The new service will be available on C-band via the ABS-6 satellite covering the Philippines. Unlike most Ku-band DTH services, the C-band service will not be susceptible to rain degradation. The free-to-view platform is scheduled to launch in Q3 2017 and will host a bouquet of 40-50 high quality domestic and international channels. Content will include different genres of programming from general entertainment, music, movies, sports, lifestyle, infotainment, children's and local content.
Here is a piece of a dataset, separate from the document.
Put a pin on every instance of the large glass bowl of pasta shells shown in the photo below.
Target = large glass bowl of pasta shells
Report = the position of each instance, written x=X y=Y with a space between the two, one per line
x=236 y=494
Unlike other pay TV services, consumers in the Philippines will only need to make a one-time purchase of an affordable DTH kit which includes a small parabolic antenna and decoder set-top-box (STB), and will be able to enjoy an array of digital quality and compelling programming with no monthly fees.
"We are very excited to announce this joint collaboration with the SOLAR Group to launch a Free-to-View DTH service in the Philippines. The SOLAR Group is one of the most highly respected broadcast and media companies in the Philippines. This is a perfect strategic partnership with each party bringing unique strengths and experience to drive the success of this platform," said CEO of ABS Tom Choi. "For the first time in the Philippines, everyone will be able to afford high quality television programming for free, including consumers living in the rural areas and outlying islands."
SOLAR Group President and CEO Wilson Y. Tieng said, "ABS' comprehensive understanding of this business was a key factor in our decision to work together and launch this platform in the Philippines. With their extensive experience on launching and operating similar DTH services in other markets like in Indonesia, they were able to bring their expertise in designing and operating the platform. This allowed us to focus on programming, marketing and distribution, rather than technical operations."